[gmx-users] restarting from cpt and binary identical

Mark Abraham Mark.Abraham at anu.edu.au
Thu Apr 21 00:58:04 CEST 2011


On 4/21/2011 8:00 AM, Peter C. Lai wrote:
> I have a fairly stupid question about restart from a checkpoint and binary
> identical messages, probably because I can't understand the doco.
>
> When I restart (or extend) a double-precision run from a checkpoint involving
> either dlb or even a different decomposition count (say I changed the number of
> parallel threads), I get a message that says it restarted but the
> trajectory is not binary identical.
>
> My question is: I assume this trajectory will continue from the last set of
> double-precision coordinates and velocities in the cpt file? What is the
> loss in precision/error propagation of the resulting trajectory as compared
> to if I started the entire run from the begining? (say I am extending my
> trajectory from 1ns to 10ns). I guess I understand that both trajectories
> would be "equally valid" but not binary identical, but what does this mean
> in terms of things like ultimate RMSD measurements and so forth?
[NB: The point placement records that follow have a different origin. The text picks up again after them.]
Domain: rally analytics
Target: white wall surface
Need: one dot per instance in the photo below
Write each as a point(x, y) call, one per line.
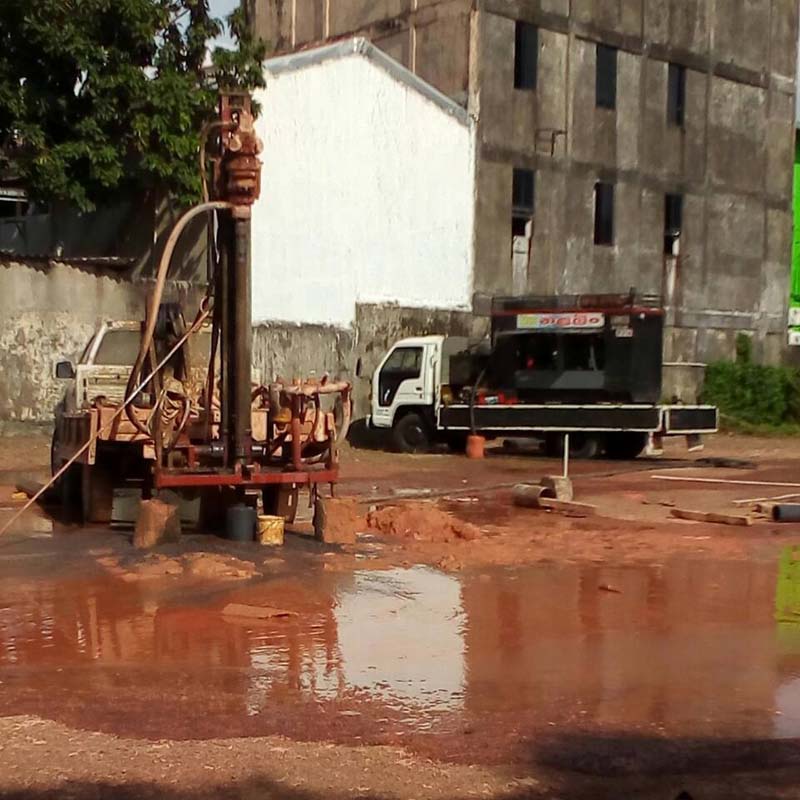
point(367, 196)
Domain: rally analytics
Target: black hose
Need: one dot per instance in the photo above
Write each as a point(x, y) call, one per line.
point(788, 512)
point(472, 428)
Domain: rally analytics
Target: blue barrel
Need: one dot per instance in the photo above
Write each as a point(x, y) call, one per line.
point(240, 523)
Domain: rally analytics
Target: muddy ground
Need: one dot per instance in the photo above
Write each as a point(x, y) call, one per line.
point(462, 647)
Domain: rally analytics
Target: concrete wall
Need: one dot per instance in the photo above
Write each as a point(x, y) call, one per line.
point(731, 160)
point(289, 351)
point(49, 311)
point(50, 308)
point(368, 186)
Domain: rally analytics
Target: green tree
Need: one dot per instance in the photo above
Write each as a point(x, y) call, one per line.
point(103, 97)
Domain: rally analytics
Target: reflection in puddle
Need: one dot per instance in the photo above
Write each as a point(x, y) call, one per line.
point(689, 648)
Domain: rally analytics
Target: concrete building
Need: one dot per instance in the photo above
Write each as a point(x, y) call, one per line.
point(618, 144)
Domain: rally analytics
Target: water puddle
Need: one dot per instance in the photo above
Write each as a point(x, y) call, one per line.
point(474, 665)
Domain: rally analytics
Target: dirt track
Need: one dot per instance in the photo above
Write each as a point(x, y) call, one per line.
point(628, 654)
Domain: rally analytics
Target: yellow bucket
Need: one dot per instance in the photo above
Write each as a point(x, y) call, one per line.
point(270, 530)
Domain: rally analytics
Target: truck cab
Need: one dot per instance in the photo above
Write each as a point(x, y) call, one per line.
point(585, 365)
point(404, 390)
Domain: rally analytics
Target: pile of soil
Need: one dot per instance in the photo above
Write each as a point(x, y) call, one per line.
point(194, 565)
point(422, 522)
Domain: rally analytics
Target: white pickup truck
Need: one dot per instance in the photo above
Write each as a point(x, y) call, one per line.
point(422, 392)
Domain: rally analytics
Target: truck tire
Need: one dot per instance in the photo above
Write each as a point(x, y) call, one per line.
point(581, 445)
point(625, 445)
point(410, 434)
point(456, 441)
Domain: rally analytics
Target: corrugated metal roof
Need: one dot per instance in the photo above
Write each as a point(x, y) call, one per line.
point(361, 46)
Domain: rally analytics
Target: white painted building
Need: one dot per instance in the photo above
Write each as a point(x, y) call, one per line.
point(368, 190)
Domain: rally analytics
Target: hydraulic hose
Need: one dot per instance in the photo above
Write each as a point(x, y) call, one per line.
point(155, 302)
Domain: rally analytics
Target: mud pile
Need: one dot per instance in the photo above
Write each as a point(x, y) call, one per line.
point(422, 522)
point(193, 565)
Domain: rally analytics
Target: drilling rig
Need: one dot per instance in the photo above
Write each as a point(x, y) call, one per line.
point(219, 433)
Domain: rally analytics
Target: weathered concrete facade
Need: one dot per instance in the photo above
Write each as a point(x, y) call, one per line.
point(50, 307)
point(729, 157)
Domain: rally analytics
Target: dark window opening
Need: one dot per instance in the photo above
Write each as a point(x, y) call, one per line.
point(11, 207)
point(603, 213)
point(606, 78)
point(673, 221)
point(522, 200)
point(676, 94)
point(526, 55)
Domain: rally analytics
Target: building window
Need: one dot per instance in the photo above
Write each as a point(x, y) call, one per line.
point(673, 222)
point(522, 200)
point(676, 94)
point(604, 213)
point(606, 84)
point(526, 55)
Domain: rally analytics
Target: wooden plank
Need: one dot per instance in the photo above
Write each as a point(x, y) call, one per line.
point(724, 481)
point(753, 500)
point(255, 612)
point(568, 506)
point(710, 516)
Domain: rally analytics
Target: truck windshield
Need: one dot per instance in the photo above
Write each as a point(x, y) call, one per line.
point(118, 348)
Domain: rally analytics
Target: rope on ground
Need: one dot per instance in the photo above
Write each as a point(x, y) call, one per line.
point(201, 318)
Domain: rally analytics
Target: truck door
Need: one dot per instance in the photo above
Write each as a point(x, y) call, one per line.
point(400, 382)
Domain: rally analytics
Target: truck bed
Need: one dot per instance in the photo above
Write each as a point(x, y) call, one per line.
point(667, 419)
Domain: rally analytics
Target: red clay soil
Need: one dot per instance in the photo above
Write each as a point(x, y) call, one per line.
point(421, 522)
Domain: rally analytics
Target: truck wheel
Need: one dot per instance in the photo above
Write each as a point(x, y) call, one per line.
point(626, 445)
point(97, 493)
point(456, 441)
point(410, 434)
point(581, 445)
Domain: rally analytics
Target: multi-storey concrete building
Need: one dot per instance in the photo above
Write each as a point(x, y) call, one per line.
point(619, 143)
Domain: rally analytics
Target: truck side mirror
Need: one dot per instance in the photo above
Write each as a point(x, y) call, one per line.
point(65, 371)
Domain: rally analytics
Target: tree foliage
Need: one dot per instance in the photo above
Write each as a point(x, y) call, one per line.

I don't
> necessarily care that the two concatenated trajectory files will not cmp to
> zero.

These issues are discussed here 
http://www.gromacs.org/Documentation/Terminology/Reproducibility

There's no *loss* upon continuation with a new DD, it's just that it is 
almost guaranteed to be different from what would have resulted from 
continuing with the old DD. In the limit of an infinite situation, both 
would converge to the same ensembles.